What happens when we perform a ritualized gesture, like the sign of a cross?   

Here are three of the many results:

  1. Ritualized gestures inform our emotions and identity

Whenever we move, our brain is watching our movement and uses that information to help us choose our emotions and our identity. 

Like many ritualized gestures, the sign of the cross is rich in symbolic meaning. The gesture anchors us in this meaning. Our identity is informed. “Ah, this is who I am.”

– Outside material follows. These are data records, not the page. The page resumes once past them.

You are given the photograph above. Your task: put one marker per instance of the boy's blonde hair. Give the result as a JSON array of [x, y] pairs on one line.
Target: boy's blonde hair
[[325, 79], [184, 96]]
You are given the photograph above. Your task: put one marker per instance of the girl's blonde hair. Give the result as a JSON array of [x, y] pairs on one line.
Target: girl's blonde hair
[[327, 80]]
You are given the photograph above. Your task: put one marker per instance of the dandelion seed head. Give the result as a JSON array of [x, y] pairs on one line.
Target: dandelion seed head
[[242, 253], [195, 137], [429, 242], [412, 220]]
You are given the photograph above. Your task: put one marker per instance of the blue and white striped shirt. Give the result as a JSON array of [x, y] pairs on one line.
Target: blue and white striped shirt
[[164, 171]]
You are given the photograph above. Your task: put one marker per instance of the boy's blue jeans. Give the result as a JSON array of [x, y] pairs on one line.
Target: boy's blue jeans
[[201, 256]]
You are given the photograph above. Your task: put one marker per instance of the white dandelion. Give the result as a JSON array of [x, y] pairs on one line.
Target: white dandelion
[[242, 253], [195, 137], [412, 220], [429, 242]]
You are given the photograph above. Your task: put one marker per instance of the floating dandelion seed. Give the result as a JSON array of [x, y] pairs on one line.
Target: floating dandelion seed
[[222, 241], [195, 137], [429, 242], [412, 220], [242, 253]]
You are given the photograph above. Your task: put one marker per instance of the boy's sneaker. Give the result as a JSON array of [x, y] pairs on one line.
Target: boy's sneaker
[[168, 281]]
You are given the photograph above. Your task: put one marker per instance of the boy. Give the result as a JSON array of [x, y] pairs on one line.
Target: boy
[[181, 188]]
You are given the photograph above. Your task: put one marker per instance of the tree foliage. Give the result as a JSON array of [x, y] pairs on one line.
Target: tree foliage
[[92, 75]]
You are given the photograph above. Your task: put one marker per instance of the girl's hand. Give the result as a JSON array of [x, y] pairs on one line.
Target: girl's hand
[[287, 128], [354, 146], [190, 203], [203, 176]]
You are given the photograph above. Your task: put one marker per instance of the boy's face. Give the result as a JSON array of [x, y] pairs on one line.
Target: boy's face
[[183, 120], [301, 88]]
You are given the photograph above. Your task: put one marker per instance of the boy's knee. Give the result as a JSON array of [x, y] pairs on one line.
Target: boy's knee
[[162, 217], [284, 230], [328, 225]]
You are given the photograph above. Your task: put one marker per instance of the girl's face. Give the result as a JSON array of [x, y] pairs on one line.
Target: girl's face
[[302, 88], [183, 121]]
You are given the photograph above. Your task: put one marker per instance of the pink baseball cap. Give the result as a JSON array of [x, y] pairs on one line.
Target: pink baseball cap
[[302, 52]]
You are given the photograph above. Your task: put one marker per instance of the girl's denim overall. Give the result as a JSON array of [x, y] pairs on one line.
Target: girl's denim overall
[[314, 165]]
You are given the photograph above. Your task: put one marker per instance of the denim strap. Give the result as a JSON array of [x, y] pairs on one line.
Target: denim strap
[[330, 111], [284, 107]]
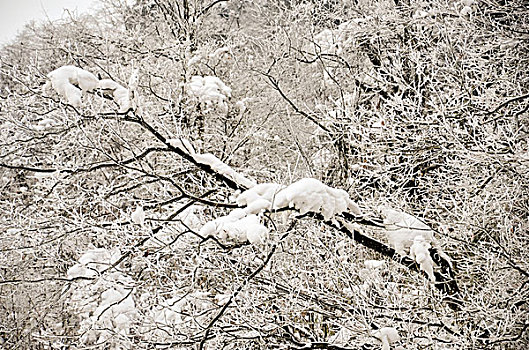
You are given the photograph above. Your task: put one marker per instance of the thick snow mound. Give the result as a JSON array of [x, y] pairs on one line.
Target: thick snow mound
[[120, 94], [420, 253], [388, 336], [311, 195], [264, 191], [237, 227], [64, 79], [210, 91], [402, 228]]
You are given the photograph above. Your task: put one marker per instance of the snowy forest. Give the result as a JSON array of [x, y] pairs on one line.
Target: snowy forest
[[267, 174]]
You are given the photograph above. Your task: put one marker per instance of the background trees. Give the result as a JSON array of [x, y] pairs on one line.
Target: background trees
[[420, 107]]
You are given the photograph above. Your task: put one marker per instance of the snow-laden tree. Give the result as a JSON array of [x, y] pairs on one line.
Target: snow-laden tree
[[267, 174]]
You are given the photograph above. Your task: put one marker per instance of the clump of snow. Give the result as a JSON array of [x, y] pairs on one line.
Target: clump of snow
[[402, 228], [264, 191], [237, 227], [220, 52], [182, 144], [210, 91], [138, 216], [169, 313], [63, 80], [194, 60], [388, 336], [105, 306], [120, 94], [419, 252], [92, 262], [222, 168], [311, 195], [405, 231], [374, 264]]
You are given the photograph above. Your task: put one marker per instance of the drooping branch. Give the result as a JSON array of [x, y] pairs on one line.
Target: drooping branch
[[444, 280]]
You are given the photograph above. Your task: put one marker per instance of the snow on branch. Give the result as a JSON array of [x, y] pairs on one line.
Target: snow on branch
[[210, 91], [64, 81], [210, 160], [407, 233], [68, 81]]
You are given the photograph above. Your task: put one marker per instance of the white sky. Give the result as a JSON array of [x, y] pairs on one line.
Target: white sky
[[15, 13]]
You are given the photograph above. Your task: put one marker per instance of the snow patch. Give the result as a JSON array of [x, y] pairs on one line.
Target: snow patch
[[210, 91], [311, 195], [388, 336]]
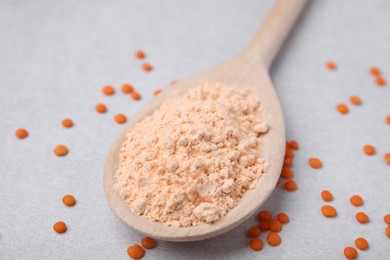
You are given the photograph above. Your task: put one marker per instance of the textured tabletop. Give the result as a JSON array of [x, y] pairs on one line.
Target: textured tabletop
[[55, 56]]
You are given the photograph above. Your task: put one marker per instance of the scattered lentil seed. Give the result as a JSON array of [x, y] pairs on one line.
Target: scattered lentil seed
[[361, 243], [147, 67], [369, 149], [127, 88], [67, 123], [108, 90], [275, 225], [331, 65], [140, 54], [283, 218], [273, 239], [68, 200], [59, 227], [355, 100], [328, 211], [61, 150], [326, 195], [148, 242], [356, 200], [264, 226], [350, 253], [362, 218], [135, 95], [387, 219], [135, 251], [293, 145], [315, 163], [387, 158], [120, 118], [375, 71], [256, 244], [380, 81], [254, 232], [264, 215], [287, 173], [290, 185], [101, 108], [342, 108], [21, 133]]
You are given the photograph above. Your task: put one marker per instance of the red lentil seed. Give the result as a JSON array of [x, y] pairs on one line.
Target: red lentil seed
[[326, 195]]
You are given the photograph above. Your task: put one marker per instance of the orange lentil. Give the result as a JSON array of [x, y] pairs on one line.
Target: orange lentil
[[387, 219], [287, 162], [289, 154], [342, 108], [350, 253], [326, 195], [275, 225], [380, 81], [61, 150], [256, 244], [293, 145], [254, 232], [328, 211], [283, 218], [264, 215], [356, 200], [287, 173], [264, 226], [120, 118], [273, 239], [369, 149], [67, 123], [135, 251], [108, 90], [361, 217], [387, 158], [140, 54], [375, 71], [127, 88], [68, 200], [331, 65], [101, 108], [148, 242], [21, 133], [361, 243], [147, 67], [59, 227], [315, 163], [355, 100], [290, 185], [135, 96]]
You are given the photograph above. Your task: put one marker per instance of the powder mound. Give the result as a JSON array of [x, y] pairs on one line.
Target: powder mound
[[192, 160]]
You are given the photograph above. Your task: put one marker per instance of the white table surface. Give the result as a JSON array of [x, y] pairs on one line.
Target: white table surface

  1. Rituals reduce anxiety. 

Rituals are strongly associated with anxiety events -performances, tests, life threatening activities. When we are feeling anxious we create rituals that help us feel safe, focused, capable.

Studies find:

  • Performing a ritual is more effective at reducing heart rate than actively trying to calm down. (Alison Wood Brooks et al.)
  •  People who recite the Rosary tend to feel less anxiety and recover faster from grief than those who do not.  (Ahler &Tamney, 1964)
  1. Ritualized actions improve performance.

We see athletes use rituals for this purpose.

  • Basketball players who use pre-shot rituals  such as spinning the ball three times and bouncing it once before shooting it, tend to have a higher percentage of successful free-throws than those who do not (Czech, Ploszay, & Burke, 2004). 
  • The more elite the athlete the more elaborate the rituals.

You might like to use the tool of ritual for meeting anxiety inducing events in your life. Today we will use the tool of ritualized gesture to meet the mundane events of life.

Soul Sculpting Project: Turning the Mundane into the Sacred 

  1. Pick one or more everyday actions: Doing dishes, getting in a car, sitting down at a desk, getting in or out of bed.
  2. Make the sign of the cross before beginning.

The woman at the asparagus belt  was using an ancient method to connect with God. Her gesture turned the sorting belt into sacred ground. This sense of the sacred spread to a college student working nearby.

May this ancient practice create sacred ground in your world.